Com o avanço da colheita no Brasil, processadores privados chineses já fecharam contratos para embarques a partir de fevereiro. O aumento da oferta sul-americana no mercado internacional exerce pressão adicional sobre os preços, ampliando a atratividade da soja brasileira nos portos chineses.

Preço e tarifa direcionam fluxo comercial

A diferença tarifária segue como um dos principais vetores de decisão dos compradores chineses. Enquanto a soja dos Estados Unidos enfrenta tarifa de 13%, o produto brasileiro entra no país com taxação próxima de 3%, favorecendo as margens dos esmagadores privados.

Mesmo com aquisições pontuais de soja norte-americana por estatais chinesas, o mercado avalia que essas compras têm caráter mais estratégico do que econômico. No ambiente atual, a soja brasileira apresenta melhor relação custo-benefício ao longo do primeiro semestre.

Margens de esmagamento sustentam demanda

As margens de esmagamento da soja brasileira, especialmente para embarques entre março e junho, permanecem positivas, estimulando novos negócios. Operadores internacionais projetam volumes de exportação do Brasil para a China acima dos registrados no mesmo período do ano passado.

A diferença de preços entre origens tem sido significativa. A soja brasileira segue negociada abaixo dos valores praticados nos principais corredores de exportação dos Estados Unidos, o que representa economia relevante para os importadores chineses em operações de grande escala.

EUA perdem espaço até a nova safra

As compras chinesas de soja dos Estados Unidos seguem limitadas e concentradas em empresas estatais. Analistas destacam que os preços mais elevados da origem norte-americana, somados à abundância da oferta sul-americana, reduzem a competitividade dos EUA até a entrada da nova safra, prevista para setembro.

A expectativa do mercado é de que os fluxos comerciais permaneçam favoráveis ao Brasil durante o pico da temporada de exportação da América do Sul, com eventuais compras adicionais dos EUA ocorrendo apenas por fatores geopolíticos ou intervenções governamentais.

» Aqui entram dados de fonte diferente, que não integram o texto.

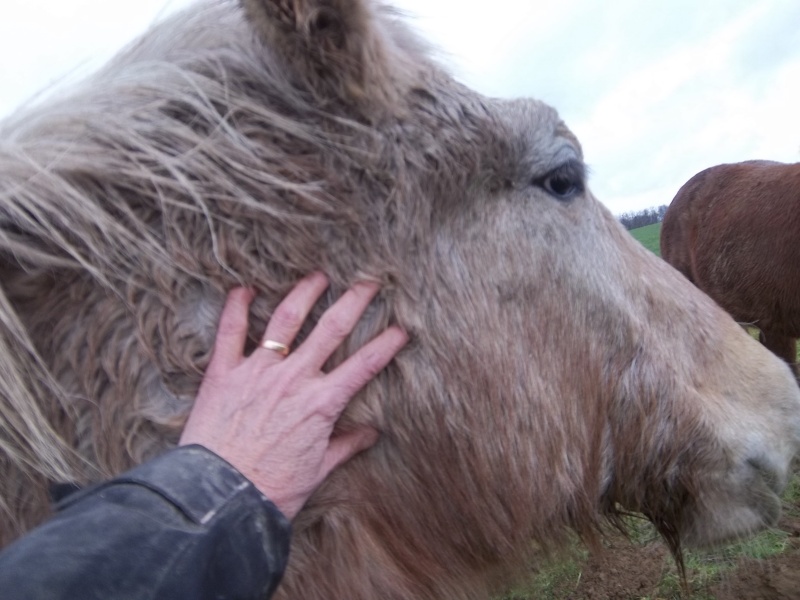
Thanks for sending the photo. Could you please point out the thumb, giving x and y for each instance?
(345, 446)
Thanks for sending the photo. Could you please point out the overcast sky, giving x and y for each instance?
(656, 91)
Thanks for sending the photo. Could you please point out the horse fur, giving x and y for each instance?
(732, 230)
(556, 370)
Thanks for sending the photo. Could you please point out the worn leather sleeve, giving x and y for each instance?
(185, 525)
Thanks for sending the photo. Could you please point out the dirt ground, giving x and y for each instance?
(628, 571)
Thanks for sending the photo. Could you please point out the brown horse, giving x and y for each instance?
(557, 370)
(734, 231)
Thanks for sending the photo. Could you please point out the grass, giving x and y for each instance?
(703, 569)
(649, 236)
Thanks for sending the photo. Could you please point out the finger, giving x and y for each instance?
(291, 313)
(232, 330)
(345, 446)
(354, 373)
(337, 323)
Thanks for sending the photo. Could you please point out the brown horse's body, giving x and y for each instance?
(734, 231)
(557, 370)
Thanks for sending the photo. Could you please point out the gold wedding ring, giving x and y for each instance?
(281, 349)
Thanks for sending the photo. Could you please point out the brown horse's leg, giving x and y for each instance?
(781, 345)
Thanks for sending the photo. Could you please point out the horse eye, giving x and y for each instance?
(560, 186)
(565, 182)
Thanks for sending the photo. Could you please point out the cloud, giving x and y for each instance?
(656, 90)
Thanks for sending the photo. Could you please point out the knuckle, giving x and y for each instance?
(335, 326)
(287, 317)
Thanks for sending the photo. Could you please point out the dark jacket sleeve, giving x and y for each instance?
(185, 525)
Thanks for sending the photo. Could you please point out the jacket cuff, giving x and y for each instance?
(194, 479)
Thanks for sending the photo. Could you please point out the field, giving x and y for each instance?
(649, 236)
(766, 567)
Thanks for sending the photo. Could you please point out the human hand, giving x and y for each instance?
(272, 416)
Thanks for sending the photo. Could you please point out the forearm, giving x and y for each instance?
(186, 525)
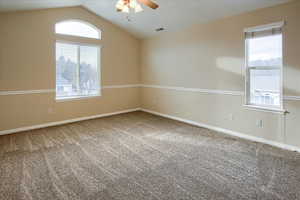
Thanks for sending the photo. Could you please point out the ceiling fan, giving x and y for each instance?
(127, 5)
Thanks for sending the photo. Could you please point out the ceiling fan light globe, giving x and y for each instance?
(133, 4)
(138, 8)
(125, 9)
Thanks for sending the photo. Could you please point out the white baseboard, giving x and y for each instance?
(27, 128)
(218, 129)
(228, 132)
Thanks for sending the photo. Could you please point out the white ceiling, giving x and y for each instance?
(172, 14)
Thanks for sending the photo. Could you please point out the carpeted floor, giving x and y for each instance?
(140, 156)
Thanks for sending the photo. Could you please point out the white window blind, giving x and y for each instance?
(264, 61)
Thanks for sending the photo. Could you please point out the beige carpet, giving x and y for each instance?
(141, 156)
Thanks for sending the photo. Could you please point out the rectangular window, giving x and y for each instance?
(77, 70)
(264, 66)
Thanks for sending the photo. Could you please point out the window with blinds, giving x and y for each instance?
(77, 70)
(264, 62)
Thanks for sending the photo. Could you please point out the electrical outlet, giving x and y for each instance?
(259, 123)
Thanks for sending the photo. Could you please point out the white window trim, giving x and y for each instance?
(264, 108)
(70, 98)
(83, 22)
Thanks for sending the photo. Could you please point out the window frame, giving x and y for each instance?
(247, 102)
(77, 36)
(79, 44)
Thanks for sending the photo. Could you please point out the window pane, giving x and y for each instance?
(265, 51)
(265, 87)
(89, 75)
(77, 29)
(66, 69)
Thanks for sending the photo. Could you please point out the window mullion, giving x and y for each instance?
(78, 70)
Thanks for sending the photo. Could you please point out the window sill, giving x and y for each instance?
(266, 109)
(63, 99)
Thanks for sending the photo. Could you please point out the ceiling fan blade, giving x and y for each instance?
(149, 3)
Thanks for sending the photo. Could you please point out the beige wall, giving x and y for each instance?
(27, 62)
(211, 56)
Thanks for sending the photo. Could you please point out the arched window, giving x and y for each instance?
(77, 28)
(77, 64)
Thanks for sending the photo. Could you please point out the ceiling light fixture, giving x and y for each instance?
(127, 5)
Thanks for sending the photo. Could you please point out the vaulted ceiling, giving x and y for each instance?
(171, 15)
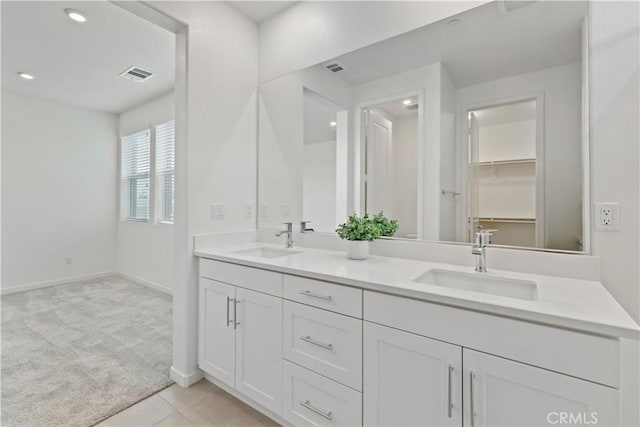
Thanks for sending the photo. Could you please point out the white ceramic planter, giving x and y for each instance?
(358, 249)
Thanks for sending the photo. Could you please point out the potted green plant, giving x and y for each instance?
(387, 226)
(359, 231)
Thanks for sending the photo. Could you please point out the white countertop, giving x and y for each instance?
(569, 303)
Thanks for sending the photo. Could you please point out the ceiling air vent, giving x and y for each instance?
(334, 67)
(136, 74)
(506, 6)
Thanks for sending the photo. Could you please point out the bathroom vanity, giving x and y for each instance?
(309, 337)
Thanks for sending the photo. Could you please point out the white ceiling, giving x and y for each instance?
(508, 113)
(485, 45)
(259, 11)
(396, 109)
(79, 64)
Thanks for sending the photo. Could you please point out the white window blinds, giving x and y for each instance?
(135, 176)
(165, 171)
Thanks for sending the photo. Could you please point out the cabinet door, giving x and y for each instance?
(217, 337)
(410, 380)
(259, 348)
(501, 392)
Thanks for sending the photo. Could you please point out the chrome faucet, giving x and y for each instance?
(304, 228)
(483, 238)
(289, 232)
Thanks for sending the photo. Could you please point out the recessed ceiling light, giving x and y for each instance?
(75, 15)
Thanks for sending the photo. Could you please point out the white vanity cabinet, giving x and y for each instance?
(410, 380)
(324, 354)
(405, 372)
(241, 333)
(501, 392)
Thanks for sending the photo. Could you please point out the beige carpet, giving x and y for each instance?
(75, 354)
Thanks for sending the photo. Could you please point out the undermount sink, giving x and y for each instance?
(481, 282)
(267, 253)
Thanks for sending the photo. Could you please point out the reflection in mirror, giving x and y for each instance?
(319, 178)
(495, 141)
(503, 172)
(302, 155)
(390, 171)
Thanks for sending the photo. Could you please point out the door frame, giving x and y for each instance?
(360, 133)
(463, 153)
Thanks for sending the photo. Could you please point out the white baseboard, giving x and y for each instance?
(146, 283)
(185, 380)
(48, 283)
(255, 405)
(73, 279)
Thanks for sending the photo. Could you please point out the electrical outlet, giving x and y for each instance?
(286, 211)
(217, 211)
(606, 216)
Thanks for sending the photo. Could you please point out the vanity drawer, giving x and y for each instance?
(311, 399)
(330, 296)
(327, 343)
(264, 281)
(590, 357)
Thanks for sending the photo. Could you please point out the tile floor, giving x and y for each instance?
(202, 404)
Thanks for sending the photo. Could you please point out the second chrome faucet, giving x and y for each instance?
(289, 231)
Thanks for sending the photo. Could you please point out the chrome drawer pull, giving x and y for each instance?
(318, 343)
(472, 409)
(450, 405)
(235, 314)
(327, 415)
(313, 295)
(229, 321)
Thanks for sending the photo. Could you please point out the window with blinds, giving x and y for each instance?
(165, 171)
(135, 169)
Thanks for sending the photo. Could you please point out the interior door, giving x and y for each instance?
(217, 336)
(473, 186)
(501, 392)
(258, 320)
(378, 167)
(410, 380)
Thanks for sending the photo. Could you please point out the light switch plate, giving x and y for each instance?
(217, 211)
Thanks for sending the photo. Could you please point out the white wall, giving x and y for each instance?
(308, 33)
(615, 58)
(507, 141)
(145, 250)
(562, 141)
(405, 179)
(215, 147)
(448, 202)
(59, 166)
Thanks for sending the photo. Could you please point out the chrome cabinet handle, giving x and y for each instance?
(313, 295)
(318, 343)
(450, 405)
(228, 320)
(307, 404)
(235, 314)
(472, 406)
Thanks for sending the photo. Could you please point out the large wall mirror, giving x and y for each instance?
(477, 122)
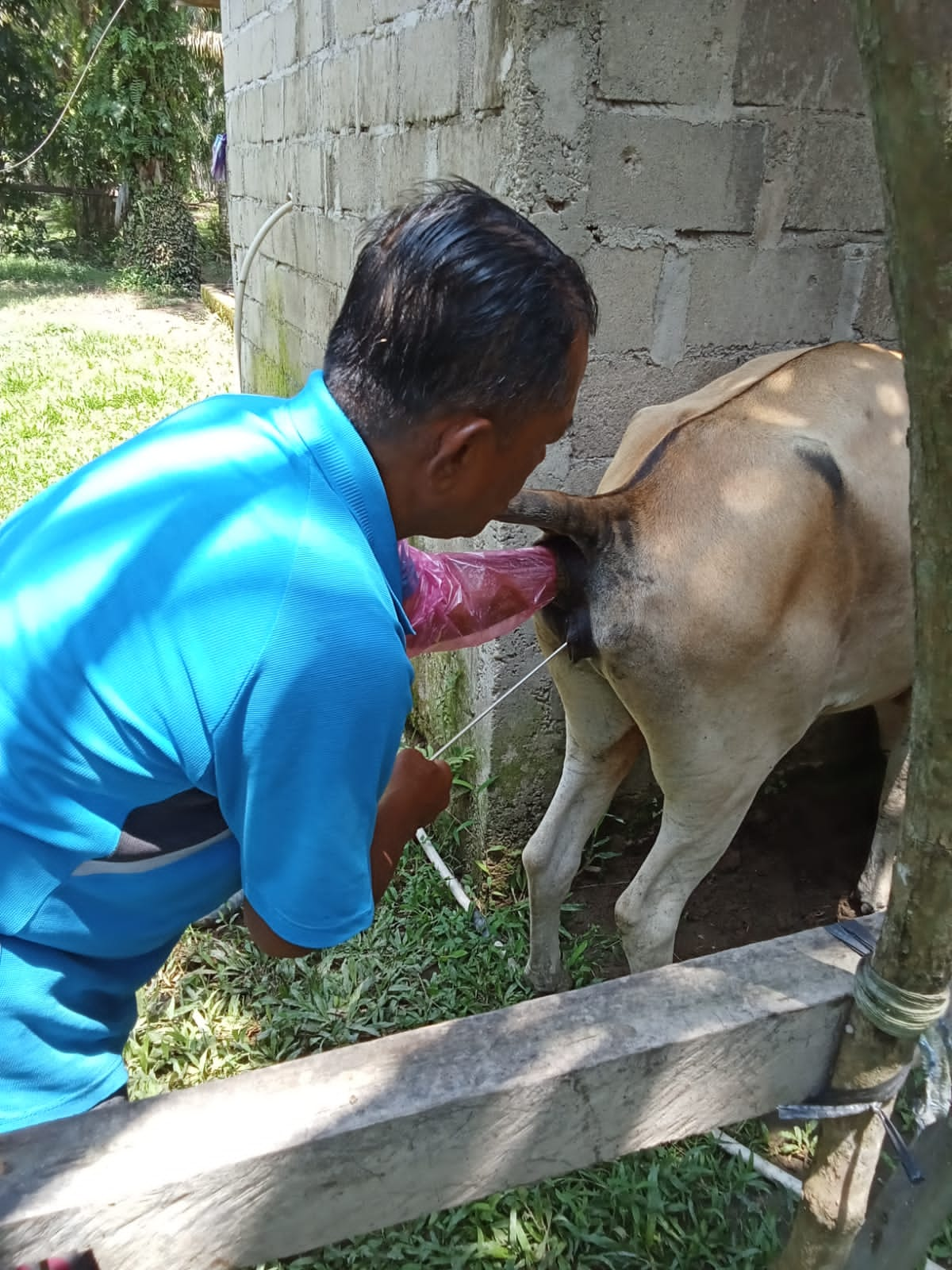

Safra recorde fortalece posição do Brasil

A produção brasileira de soja para a safra 2025/26 é estimada em mais de 182 milhões de toneladas, consolidando um novo recorde. O volume elevado amplia a disponibilidade para exportação e mantém pressão baixista sobre os prêmios nos portos.

Projeções indicam que o Brasil pode exportar cerca de 85 milhões de toneladas de soja para a China no ciclo 2025/26, avanço expressivo frente ao período anterior. Parte relevante desse volume já está comprometida em contratos antecipados.

Demanda chinesa segue firme no curto prazo

Apesar das tentativas do governo chinês de reduzir o excesso de capacidade do setor suinícola, o tamanho do rebanho permanece elevado, sustentando a demanda por farelo de soja no primeiro semestre. Analistas avaliam que uma desaceleração mais consistente só deve ocorrer a partir do segundo semestre.

No último ciclo, a China importou mais de 109 milhões de toneladas de soja. Embora as projeções oficiais indiquem recuo nos volumes totais para 2025/26, o Brasil deve manter — e possivelmente ampliar — sua participação no mercado chinês, beneficiado por preço, oferta e vantagem logística.